The Newton scheme will work better if the starting value is close to the solution. A good starting value may often make the difference as to whether the code actually finds a solution or not. Because of its speed, Newton's method is often the method of first choice for solving nonlinear algebraic equations, even if the scheme is not guaranteed to work. In cases where the initial guess may be far from the solution, a good strategy is to run a few iterations with the bisection method (see the chapter The bisection method) to narrow down the region where \( f \) is close to zero and then switch to Newton's method for fast convergence to the solution.

Newton's method requires the analytical expression for the derivative \( f'(x) \). Derivation of \( f'(x) \) is not always a reliable process by hand if \( f(x) \) is a complicated function. However, Python has the symbolic package SymPy, which we may use to create the required dfdx function.
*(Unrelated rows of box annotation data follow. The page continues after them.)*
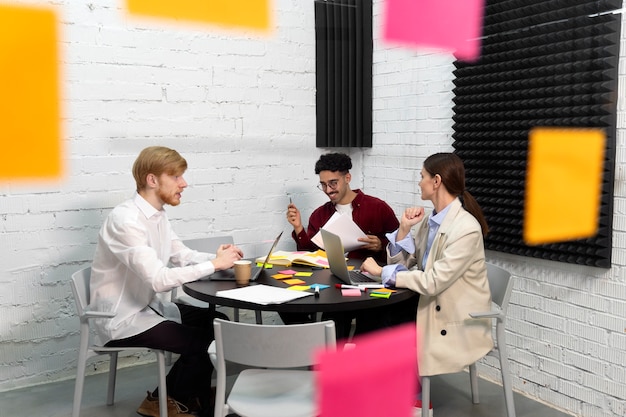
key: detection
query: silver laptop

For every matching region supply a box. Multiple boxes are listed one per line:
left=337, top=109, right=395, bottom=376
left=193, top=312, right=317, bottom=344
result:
left=209, top=232, right=283, bottom=281
left=320, top=229, right=381, bottom=285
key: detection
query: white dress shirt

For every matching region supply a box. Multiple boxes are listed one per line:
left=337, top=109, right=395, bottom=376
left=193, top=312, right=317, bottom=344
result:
left=89, top=194, right=215, bottom=344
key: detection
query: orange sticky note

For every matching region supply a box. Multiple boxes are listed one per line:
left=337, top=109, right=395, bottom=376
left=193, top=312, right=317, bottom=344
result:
left=524, top=127, right=606, bottom=245
left=126, top=0, right=270, bottom=31
left=272, top=274, right=293, bottom=279
left=0, top=5, right=62, bottom=180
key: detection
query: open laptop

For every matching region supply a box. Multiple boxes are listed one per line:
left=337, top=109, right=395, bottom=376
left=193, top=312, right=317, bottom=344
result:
left=320, top=229, right=381, bottom=285
left=209, top=232, right=283, bottom=281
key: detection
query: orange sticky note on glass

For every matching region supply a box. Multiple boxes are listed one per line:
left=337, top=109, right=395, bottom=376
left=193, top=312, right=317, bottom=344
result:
left=524, top=127, right=606, bottom=245
left=383, top=0, right=484, bottom=60
left=0, top=5, right=62, bottom=180
left=126, top=0, right=270, bottom=31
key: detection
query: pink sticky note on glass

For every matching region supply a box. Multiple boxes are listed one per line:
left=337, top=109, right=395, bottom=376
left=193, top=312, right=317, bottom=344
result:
left=315, top=323, right=419, bottom=417
left=383, top=0, right=484, bottom=61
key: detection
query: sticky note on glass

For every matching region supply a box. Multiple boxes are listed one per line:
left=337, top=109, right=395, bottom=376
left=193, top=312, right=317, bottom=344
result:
left=0, top=5, right=62, bottom=180
left=383, top=0, right=484, bottom=60
left=126, top=0, right=271, bottom=31
left=315, top=324, right=419, bottom=417
left=524, top=128, right=606, bottom=245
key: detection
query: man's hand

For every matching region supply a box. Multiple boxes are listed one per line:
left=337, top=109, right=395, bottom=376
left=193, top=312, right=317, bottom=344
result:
left=360, top=258, right=383, bottom=277
left=358, top=235, right=385, bottom=252
left=211, top=244, right=243, bottom=271
left=287, top=203, right=303, bottom=234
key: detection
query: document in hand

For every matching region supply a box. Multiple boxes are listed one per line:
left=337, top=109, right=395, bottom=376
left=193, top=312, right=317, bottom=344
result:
left=215, top=284, right=313, bottom=305
left=311, top=213, right=367, bottom=252
left=255, top=250, right=328, bottom=268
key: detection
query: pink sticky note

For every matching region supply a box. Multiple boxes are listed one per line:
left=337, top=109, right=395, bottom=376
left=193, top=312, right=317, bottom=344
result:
left=315, top=324, right=419, bottom=417
left=383, top=0, right=484, bottom=60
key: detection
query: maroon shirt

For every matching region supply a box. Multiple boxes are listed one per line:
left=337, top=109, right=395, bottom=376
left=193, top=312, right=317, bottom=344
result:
left=291, top=189, right=400, bottom=264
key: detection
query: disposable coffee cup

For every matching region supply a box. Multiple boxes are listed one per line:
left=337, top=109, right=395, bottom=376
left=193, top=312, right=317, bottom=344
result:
left=235, top=260, right=252, bottom=285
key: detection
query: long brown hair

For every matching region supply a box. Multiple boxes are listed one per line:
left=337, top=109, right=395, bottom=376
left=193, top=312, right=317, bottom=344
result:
left=424, top=152, right=489, bottom=236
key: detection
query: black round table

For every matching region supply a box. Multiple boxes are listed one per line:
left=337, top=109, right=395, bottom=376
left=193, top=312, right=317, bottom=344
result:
left=183, top=260, right=417, bottom=313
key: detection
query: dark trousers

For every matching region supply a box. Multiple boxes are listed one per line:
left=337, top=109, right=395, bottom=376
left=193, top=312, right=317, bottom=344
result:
left=106, top=304, right=227, bottom=408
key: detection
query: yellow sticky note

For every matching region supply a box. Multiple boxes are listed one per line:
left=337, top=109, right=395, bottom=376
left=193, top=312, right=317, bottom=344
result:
left=126, top=0, right=270, bottom=31
left=287, top=285, right=311, bottom=291
left=272, top=274, right=293, bottom=279
left=283, top=278, right=306, bottom=285
left=524, top=128, right=606, bottom=245
left=0, top=5, right=62, bottom=180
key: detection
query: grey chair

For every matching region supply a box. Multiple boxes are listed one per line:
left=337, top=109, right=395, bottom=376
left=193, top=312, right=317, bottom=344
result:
left=421, top=263, right=515, bottom=417
left=209, top=319, right=336, bottom=417
left=70, top=267, right=167, bottom=417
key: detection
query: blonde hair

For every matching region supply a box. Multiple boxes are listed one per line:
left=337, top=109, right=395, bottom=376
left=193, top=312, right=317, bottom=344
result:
left=133, top=146, right=187, bottom=192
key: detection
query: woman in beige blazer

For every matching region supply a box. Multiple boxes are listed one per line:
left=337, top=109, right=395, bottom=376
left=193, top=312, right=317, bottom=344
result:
left=361, top=153, right=493, bottom=410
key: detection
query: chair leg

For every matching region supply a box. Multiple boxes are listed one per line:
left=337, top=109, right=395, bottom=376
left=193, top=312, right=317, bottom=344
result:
left=72, top=331, right=89, bottom=417
left=498, top=350, right=515, bottom=417
left=422, top=376, right=430, bottom=417
left=107, top=352, right=117, bottom=405
left=470, top=363, right=480, bottom=404
left=154, top=350, right=167, bottom=417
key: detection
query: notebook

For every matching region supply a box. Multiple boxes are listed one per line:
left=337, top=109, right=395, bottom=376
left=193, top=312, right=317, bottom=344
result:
left=209, top=232, right=283, bottom=281
left=320, top=229, right=381, bottom=285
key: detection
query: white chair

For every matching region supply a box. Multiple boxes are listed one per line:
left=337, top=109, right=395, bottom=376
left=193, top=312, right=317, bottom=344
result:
left=71, top=267, right=167, bottom=417
left=209, top=319, right=335, bottom=417
left=421, top=263, right=515, bottom=417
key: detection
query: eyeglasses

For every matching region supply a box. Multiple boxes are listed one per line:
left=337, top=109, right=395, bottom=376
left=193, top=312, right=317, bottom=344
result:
left=317, top=179, right=339, bottom=191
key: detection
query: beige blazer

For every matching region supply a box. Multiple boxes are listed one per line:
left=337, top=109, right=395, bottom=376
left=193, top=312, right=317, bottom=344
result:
left=387, top=198, right=493, bottom=376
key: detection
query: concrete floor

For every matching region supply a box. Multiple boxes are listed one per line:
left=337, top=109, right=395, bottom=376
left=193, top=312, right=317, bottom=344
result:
left=0, top=358, right=570, bottom=417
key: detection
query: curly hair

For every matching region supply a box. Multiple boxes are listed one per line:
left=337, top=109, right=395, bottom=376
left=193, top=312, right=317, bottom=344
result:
left=315, top=153, right=352, bottom=174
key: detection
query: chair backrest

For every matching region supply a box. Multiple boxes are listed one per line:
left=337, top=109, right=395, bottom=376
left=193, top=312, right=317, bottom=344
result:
left=487, top=263, right=513, bottom=314
left=71, top=266, right=91, bottom=317
left=183, top=236, right=235, bottom=253
left=213, top=319, right=335, bottom=368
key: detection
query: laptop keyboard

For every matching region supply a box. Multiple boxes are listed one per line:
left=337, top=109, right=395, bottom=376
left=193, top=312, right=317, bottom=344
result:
left=349, top=270, right=376, bottom=282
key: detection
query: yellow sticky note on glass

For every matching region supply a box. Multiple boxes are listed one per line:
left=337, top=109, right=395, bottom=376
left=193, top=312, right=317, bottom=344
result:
left=524, top=128, right=606, bottom=245
left=126, top=0, right=270, bottom=31
left=0, top=5, right=62, bottom=180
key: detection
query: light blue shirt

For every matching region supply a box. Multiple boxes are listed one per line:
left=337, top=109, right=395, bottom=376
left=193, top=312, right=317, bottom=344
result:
left=382, top=204, right=450, bottom=287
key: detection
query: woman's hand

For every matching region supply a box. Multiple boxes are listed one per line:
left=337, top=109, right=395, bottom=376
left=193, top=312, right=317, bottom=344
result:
left=360, top=258, right=383, bottom=277
left=396, top=207, right=425, bottom=242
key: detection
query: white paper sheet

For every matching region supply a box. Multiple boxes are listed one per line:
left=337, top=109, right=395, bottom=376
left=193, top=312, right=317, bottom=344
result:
left=215, top=284, right=313, bottom=305
left=311, top=213, right=367, bottom=252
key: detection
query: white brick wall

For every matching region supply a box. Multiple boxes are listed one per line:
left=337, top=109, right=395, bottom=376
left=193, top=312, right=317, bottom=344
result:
left=0, top=0, right=626, bottom=417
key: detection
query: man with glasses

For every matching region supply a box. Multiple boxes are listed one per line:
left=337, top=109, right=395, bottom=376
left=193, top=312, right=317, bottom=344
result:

In our sample problem, the recipe goes as follows:

from sympy import *
x = symbols('x')             # define x as a mathematical symbol
f_expr = x**2 - 9            # symbolic expression for f(x)
dfdx_expr = diff(f_expr, x)  # compute f'(x) symbolically
# Turn f_expr and dfdx_expr into plain Python functions
f = lambdify([x],     # argument to f
             f_expr)  # symbolic expression to be evaluated
dfdx = lambdify([x], dfdx_expr)
print dfdx(5)         # will print 10

The nice feature of this code snippet is that dfdx_expr is the exact analytical expression for the derivative, 2*x, if you print it out. This is a symbolic expression so we cannot do numerical computing with it, but the lambdify constructions turn symbolic expressions into callable Python functions.

The next method is the secant method, which is usually slower than Newton's method, but it does not require an expression for \( f'(x) \), and it has only one function call per iteration.